1. If he wishes to appeal this order of dismissal, within 30 days after the entry of judgment he must file a Notice of Appeal to the United States Court of Appeal for the Seventh Circuit (see Fed.R.App.P. 4(a)). That Notice of Appeal must be filed with the Clerk of the Court of the United States District Court, 219 South Dearborn Street, 20th Floor, Chicago, Illinois 60604.
2. Although this Court of course expresses no substantive views on this subject, Williams should also be aware that if the Court of Appeals were to determine that such an appeal were “frivolous” in the legal sense, that could result in the imposition of sanctions by that Court (see Fed.R.App.P. 38).

. Williams qualifies in financial terms for in forma pauperis status. Where he founders, however, is in the substantive insufficiency of his claim — even under the generous standard accorded to impecunious pro se litigants.

. All other relevant dates were also during 1990. Accordingly no further year designations will be included in this opinion.

.Williams’ Complaint identifies six cases pending before Rath in addition to 89-2203, while the copy of the mandamus petition attached to the Complaint also lists two more cases.

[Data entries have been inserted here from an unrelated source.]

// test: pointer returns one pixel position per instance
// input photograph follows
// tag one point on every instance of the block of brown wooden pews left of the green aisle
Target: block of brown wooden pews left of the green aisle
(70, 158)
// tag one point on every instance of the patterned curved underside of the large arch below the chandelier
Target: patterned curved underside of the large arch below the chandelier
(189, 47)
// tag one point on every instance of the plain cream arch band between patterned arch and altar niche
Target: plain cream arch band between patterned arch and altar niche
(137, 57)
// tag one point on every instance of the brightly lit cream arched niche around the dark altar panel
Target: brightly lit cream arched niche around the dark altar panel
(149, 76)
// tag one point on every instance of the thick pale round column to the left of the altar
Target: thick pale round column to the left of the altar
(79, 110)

Of course it is possible that those two other cases were resolved between the June 1990 filing of the mandamus petition and Williams’ tendering of the Complaint here, in which event there would be no discrepancy between the two pleadings.

. All further references to Administrative Code provisions (all in the same Title 74) will simply take the form “Code § —.”

. Illinois case law suggests that persons asserting claims against the State in the Court of Claims do not have the statutorily-conferred right to subpoena or to cross-examine witnesses (S.J. Groves & Sons Co. v. Illinois, 93 Ill.2d 397, 407, 67 Ill.Dec. 92, 97, 444 N.E.2d 131, 136 (1982); Seifert, 64 Ill.2d at 121, 355 N.E.2d at 541). While claimants may not have an absolute right of cross-examination, reported cases of the Court of Claims consistently show that the privilege is generously allowed.

. Because there had been a clear violation of the claimant’s due process right to be heard “at a meaningful time and in a meaningful manner” in Rosetti Contracting, the Illinois Supreme Court was not required to go on to consider whether its certiorari jurisdiction also extended, as petitioner claimed, to reviewability of the Court of Claims’ decisions to see if they were "contrary to established law." Even so, the scope of review assured by Rosetti Contracting is closely analogous to the scope of federal ha-beas review stressed by our Court of Appeals in Powell (a review that is limited to constitutional infirmities).

. If there were even some hint of a factual predicate for such a claim, this Court might give Williams an opportunity to replead. But here the unsupported conclusory assertion of a conspiracy (which is enough in itself to call for dismissal) is coupled with the inherent total improbability of the kind of plot Williams charges.